Los veinticuatro puestos de los festejos
mayores fueron ocupados por 22 matadores de toros, de los cuales solamente
los
diestros sevillanos “El Cid” y Salvador Cortés hicieron el paseíllo dos tardes. En el programa se han notado las ausencias de
los maestros José Tomás y “Morante de la Puebla” y de los nuevos valores
Alejandro Talavante y Cayetano.
Con
respecto al ganado, en una feria en donde el toro es rey, cinco de los
ocho encierros lidiados en las corridas de toros llevaban hierros de
ganaderías consideradas duras, Conde de la Corte, Cebada Gago, “Fuente Ymbro”,
Dolores Aguirre y Miura; mientras que solamente tres eran encierros de las
ganaderías más comerciales, “Ventorrillo”, “Jandilla” y Núñez del Cuvillo.

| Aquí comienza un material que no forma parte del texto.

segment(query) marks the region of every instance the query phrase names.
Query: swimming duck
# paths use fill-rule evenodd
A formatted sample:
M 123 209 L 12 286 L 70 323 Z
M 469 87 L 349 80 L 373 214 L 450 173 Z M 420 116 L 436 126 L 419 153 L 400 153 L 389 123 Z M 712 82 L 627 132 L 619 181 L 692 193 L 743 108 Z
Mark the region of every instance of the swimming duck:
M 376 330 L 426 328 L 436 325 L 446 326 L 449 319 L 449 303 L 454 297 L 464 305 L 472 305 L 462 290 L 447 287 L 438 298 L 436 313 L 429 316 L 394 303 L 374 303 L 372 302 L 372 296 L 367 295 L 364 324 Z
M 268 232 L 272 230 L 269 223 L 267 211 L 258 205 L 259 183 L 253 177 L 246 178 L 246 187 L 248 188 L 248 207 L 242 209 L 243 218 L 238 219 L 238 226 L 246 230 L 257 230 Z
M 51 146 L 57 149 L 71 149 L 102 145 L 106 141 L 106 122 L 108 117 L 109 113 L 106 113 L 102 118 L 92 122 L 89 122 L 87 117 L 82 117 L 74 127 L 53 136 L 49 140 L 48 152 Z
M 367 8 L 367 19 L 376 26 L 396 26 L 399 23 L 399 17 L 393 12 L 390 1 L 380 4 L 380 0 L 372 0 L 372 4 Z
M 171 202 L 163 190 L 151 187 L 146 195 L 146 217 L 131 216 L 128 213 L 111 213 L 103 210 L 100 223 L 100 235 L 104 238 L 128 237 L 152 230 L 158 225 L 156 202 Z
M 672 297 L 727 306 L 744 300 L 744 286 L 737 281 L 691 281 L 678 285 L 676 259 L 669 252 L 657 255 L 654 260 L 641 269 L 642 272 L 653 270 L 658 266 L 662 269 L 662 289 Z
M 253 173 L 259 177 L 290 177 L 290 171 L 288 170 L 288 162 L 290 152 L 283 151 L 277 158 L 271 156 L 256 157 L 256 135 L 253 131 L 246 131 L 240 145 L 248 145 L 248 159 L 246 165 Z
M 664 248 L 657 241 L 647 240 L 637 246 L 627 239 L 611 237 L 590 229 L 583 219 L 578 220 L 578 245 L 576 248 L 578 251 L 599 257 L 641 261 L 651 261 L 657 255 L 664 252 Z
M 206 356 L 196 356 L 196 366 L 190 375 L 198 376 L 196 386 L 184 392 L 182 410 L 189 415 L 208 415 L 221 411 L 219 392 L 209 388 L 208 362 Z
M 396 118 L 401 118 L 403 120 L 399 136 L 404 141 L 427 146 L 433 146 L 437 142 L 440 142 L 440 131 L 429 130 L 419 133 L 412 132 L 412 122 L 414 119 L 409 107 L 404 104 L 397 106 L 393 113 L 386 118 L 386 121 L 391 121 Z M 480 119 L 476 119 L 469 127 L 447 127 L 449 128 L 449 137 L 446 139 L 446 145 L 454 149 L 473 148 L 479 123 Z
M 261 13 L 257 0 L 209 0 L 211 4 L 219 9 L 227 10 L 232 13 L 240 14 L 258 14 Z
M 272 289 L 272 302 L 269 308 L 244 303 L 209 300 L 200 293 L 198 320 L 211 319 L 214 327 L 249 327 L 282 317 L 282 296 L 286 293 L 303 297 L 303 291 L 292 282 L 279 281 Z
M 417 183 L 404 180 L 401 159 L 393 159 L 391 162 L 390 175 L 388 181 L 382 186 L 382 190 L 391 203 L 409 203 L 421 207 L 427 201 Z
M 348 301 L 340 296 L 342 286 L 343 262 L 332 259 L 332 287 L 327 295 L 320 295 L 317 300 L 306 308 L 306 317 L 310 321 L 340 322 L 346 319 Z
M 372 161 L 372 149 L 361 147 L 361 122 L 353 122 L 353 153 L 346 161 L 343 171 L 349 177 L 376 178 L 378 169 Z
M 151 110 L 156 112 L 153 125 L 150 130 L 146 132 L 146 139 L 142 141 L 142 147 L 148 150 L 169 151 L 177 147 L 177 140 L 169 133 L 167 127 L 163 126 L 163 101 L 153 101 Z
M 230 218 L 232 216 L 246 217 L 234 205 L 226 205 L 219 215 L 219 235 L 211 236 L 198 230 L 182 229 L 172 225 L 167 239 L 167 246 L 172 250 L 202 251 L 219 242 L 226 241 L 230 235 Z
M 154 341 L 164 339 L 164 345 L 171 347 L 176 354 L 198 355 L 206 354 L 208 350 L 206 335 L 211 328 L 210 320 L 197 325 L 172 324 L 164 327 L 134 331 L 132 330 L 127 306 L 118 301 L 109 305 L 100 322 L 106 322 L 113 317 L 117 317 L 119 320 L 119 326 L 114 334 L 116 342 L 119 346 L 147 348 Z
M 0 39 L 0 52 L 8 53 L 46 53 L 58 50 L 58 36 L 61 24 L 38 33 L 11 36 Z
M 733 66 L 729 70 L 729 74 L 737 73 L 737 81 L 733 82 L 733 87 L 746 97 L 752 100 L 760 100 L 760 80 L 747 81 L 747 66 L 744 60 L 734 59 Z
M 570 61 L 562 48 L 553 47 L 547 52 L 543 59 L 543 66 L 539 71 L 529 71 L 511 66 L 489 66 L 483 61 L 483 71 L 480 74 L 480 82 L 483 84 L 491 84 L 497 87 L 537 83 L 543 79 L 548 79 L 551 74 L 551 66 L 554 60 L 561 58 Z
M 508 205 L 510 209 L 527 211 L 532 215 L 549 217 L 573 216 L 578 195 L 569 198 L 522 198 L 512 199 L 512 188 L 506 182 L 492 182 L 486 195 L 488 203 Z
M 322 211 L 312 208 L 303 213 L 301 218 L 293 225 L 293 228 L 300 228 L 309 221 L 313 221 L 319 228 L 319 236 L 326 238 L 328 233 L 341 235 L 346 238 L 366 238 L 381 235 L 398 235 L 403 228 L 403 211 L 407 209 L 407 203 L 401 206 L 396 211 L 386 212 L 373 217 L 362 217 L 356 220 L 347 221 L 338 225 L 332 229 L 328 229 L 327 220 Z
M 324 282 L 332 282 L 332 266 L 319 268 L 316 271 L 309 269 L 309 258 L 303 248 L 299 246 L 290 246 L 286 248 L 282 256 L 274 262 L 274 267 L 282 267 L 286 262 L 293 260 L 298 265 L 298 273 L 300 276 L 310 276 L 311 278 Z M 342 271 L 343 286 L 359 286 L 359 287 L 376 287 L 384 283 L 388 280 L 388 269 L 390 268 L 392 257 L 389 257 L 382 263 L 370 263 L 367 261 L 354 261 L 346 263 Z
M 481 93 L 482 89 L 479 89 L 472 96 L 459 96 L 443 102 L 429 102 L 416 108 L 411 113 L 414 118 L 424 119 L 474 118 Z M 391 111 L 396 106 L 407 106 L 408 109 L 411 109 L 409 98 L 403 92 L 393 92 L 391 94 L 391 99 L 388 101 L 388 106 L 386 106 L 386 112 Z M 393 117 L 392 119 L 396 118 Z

Antes de continuar con este
resumen, hago aquí una observación
personal sobre el porque en los últimos años en los carteles se notan las
ausencias de algunas figuras, y el porque de los que están en los carteles
pocos hacen doblete. Por consiguiente, una razón es muy obvia, y es que al
lidiarse en Pamplona tantos encierros duros, quedan pocos puestos en los
carteles con las encierros comerciales, que son los apetecidos por las figuras.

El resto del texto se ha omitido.